Page 60 of Hell Hath No Fury (Tear Down Heaven #4)
Lys snorted. “So he’s got child soldiers subjugating their fellow demons while the older ones slave in his forges? Sounds like typical Gilgamesh behavior to me.”
“Do you know what he’s using the forges to make?” Adrian asked as he pushed his way to the front.
General Kirok stiffened when he saw the witch’s mirrored eyes. When Bex made a go on motion with her hands, though, the war demon grudgingly continued.
“According to the soldiers I just spoke to, the Eternal King commanded them to throw out all the sin iron currently in production and restart the forging process over with all new material. That was a week ago, and he’s been working the entire Upper Hells around the clock ever since.
He’s even got war demons delivering the finished ingots to the palace by hand, which is highly unusual.
Unless Gilgamesh needs it shipped to Earth for an Anchor, sin iron is typically kept within the Hells. ”
“I saw them carting it through the streets of the Holy City earlier,” Adrian confirmed, tapping his wooden pinky finger worriedly against his chin.

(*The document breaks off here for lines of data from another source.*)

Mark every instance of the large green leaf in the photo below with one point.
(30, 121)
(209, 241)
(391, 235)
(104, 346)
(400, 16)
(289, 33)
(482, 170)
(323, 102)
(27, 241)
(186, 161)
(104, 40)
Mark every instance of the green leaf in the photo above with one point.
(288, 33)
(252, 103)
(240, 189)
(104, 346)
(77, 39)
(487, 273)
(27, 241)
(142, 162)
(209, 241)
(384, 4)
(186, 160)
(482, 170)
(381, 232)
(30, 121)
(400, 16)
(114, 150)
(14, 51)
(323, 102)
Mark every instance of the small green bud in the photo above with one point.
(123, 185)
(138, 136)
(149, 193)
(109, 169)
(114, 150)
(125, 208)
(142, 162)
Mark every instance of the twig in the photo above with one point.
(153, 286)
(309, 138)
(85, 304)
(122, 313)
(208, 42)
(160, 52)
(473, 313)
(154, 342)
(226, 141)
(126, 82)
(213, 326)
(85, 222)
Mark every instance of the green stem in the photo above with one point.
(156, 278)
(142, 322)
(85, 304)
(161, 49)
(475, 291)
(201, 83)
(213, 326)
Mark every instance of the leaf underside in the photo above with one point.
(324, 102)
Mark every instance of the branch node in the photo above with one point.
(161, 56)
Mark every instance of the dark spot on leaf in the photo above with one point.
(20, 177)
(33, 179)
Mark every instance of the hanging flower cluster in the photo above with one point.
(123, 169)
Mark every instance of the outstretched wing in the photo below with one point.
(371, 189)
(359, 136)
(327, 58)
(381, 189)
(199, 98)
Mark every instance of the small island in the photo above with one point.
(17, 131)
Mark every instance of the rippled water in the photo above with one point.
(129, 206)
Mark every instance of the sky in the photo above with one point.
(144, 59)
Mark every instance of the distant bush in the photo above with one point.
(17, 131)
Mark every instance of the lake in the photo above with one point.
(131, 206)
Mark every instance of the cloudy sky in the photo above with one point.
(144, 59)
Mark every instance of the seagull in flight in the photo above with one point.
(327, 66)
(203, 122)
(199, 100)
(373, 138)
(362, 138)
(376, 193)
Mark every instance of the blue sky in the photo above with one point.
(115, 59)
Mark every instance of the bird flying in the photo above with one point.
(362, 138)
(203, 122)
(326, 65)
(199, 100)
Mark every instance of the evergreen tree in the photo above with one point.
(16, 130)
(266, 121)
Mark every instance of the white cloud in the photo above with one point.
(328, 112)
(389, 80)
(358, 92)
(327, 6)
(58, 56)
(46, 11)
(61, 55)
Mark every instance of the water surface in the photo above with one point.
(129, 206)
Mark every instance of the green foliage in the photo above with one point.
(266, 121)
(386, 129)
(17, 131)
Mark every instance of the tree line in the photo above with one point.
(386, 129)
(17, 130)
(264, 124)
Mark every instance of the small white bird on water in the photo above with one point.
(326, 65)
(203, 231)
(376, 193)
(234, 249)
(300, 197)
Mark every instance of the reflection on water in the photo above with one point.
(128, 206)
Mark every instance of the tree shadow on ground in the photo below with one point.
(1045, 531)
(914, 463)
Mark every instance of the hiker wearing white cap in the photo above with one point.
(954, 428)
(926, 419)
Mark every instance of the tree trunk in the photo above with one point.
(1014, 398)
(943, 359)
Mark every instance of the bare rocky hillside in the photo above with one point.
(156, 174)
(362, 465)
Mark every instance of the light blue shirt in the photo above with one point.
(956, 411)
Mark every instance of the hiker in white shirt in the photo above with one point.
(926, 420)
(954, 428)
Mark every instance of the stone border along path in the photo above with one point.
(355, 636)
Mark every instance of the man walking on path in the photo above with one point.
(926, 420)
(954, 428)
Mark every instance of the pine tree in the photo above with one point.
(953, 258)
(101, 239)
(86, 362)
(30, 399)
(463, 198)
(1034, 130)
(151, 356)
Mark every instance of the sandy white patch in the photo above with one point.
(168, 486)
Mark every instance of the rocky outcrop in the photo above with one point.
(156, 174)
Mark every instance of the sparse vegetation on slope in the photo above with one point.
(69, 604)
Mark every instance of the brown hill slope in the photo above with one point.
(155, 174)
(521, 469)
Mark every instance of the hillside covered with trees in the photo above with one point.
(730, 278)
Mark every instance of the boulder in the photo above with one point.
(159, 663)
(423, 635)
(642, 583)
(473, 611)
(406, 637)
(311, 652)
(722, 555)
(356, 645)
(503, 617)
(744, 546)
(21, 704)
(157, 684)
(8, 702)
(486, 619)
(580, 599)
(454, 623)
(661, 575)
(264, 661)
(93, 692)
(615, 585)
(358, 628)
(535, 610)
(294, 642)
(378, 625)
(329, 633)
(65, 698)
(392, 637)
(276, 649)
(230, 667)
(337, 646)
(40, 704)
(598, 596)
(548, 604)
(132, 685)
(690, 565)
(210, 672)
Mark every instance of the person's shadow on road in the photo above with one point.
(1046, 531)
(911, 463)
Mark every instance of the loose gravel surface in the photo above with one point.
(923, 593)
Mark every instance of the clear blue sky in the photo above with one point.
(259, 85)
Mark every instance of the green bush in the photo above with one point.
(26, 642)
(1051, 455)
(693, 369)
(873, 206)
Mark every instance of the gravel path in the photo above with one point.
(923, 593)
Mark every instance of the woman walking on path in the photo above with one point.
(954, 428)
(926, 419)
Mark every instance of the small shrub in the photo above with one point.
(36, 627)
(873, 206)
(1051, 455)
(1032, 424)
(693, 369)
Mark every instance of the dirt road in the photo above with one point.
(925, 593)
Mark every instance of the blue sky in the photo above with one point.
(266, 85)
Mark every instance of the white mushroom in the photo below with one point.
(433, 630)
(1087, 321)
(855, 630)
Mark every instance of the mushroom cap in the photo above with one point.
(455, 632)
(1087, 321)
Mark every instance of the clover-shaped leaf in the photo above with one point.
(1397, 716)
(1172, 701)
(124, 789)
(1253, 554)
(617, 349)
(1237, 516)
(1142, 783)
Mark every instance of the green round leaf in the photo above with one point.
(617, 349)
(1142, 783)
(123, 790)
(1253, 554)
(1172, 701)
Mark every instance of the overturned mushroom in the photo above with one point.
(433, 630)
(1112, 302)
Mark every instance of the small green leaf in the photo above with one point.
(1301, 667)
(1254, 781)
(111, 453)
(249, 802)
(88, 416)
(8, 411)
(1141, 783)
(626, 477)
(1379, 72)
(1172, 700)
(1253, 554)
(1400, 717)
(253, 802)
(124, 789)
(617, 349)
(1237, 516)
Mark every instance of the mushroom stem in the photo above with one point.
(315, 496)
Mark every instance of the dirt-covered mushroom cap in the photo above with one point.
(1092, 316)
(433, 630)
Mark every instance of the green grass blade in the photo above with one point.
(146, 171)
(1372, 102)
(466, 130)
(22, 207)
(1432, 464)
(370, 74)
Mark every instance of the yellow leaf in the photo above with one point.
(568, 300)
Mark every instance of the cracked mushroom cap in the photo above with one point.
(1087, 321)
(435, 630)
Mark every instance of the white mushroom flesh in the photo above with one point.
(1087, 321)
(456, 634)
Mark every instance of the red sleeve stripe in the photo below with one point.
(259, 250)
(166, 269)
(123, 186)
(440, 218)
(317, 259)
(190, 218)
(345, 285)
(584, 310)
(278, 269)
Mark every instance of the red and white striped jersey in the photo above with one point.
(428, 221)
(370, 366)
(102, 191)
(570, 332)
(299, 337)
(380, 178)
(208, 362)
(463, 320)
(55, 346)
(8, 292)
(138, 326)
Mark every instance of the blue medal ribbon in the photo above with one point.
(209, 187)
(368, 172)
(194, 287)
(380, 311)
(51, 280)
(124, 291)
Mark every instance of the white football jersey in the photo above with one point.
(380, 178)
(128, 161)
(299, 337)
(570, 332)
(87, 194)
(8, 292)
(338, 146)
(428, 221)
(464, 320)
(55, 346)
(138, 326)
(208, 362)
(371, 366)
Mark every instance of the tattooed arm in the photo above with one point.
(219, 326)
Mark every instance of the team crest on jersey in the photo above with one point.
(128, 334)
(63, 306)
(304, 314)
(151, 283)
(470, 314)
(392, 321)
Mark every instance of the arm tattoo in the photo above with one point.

“I didn’t see where in the palace they were taking it, but I bet if we follow the delivery line to the end, we’ll find Gilgamesh.
He likes to make the important things with his own hands. ”
Kirok’s shoulders had been getting stiffer the whole time Adrian was talking, but that last sentence was apparently the final straw. “How do you know so much about the Tyrant King?”
“Because Gilgamesh forced me to work for him as well,” Adrian replied matter-of-factly.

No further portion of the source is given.